Back when Covid-19 had just hit, and Pakistan and other countries were undergoing lockdowns of various forms, the economics community widely expected worker remittances to drop substantially due to paralyzed economic activities. The World Bank had expected a decline of 20 percent in remittance flows to Pakistan.

World Bank’s expectations and research on remittances have hardly ever been reliable, as the difficult-to-kill remittance to India saga proved very well. But nevertheless, most economists and analysts had expected to drop soon after Covid-19 hit economies hard – a fear that did materialize in April-May 2020 as well. Since then, however, the tides seem to have changed.

A host of reasons have been offered by a variety of circles for such unexpected growth in remittances, a growth which has averaged 26 percent year-on-year since June 2020, despite the fact that according to Bureau of Emigration and Overseas Employment (cited in SBP’s latest State of Pakistan’s Economy report), about 125,000 Pakistani workers returned from abroad from the time when pandemic started till November 2020.

In the absence of comparable year-on-year data, one can’t really tell whether or not these 125,000 returnees constitute a big number, but that’s the number many people are citing to try proving the impact of pandemic on overseas workers. When read with nearly 63 percent year-on-year decrease in workers gone abroad, it surely doesn’t inspire confidence in remittance outlook.

The central bank, in its latest report, partly attributes this growth to “orderly foreign exchange rate conditions throughout the pandemic”. However, “some other possible factors behind this favorable development” include air travel restrictions that enforced further formalization of remittance flows; pandemic related fiscal support that supported expatriates’ incomes; and Covid-related incentives to formalize remittance flows, such as increasing reimbursement of TT charges, and marketing expenses incurred by banks and other related FIs.

But the fact is that these are all ‘possible’ reasons, as the central bank report correctly articulated, and, as earlier argued in this space, there is no or insufficient data to prove any of the theories proposed by the central bank or any other economic observer. (For details, see BR Research’s Remittance narratives Jan 6, 2021).

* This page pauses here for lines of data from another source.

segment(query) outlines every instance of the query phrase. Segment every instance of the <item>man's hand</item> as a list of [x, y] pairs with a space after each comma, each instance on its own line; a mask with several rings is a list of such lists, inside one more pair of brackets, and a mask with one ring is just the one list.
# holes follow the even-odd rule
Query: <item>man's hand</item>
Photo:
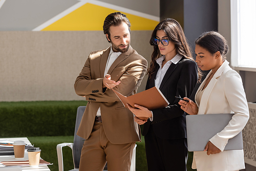
[[108, 89], [111, 89], [119, 85], [121, 81], [120, 81], [116, 82], [114, 80], [112, 80], [110, 75], [106, 74], [104, 78], [103, 78], [102, 88], [106, 87]]
[[214, 154], [217, 154], [221, 152], [221, 150], [218, 148], [215, 145], [214, 145], [209, 141], [204, 148], [204, 152], [207, 151], [207, 155], [209, 156], [210, 154], [213, 155]]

This lack of research shouldn’t be construed as a cry of idealistic researchers or a pedantic academic critique. The fact is that when labour exports (remittances) are almost equal to goods exports (remittance was in fact higher than goods exports in FY20), one must know the precise reasons and not possible reasons to be able to shape the right policy and/or prepare for the bursting of bubble, if that is what ongoing remittance growth emerges to be in the ongoing pandemic and the post-pandemic realities.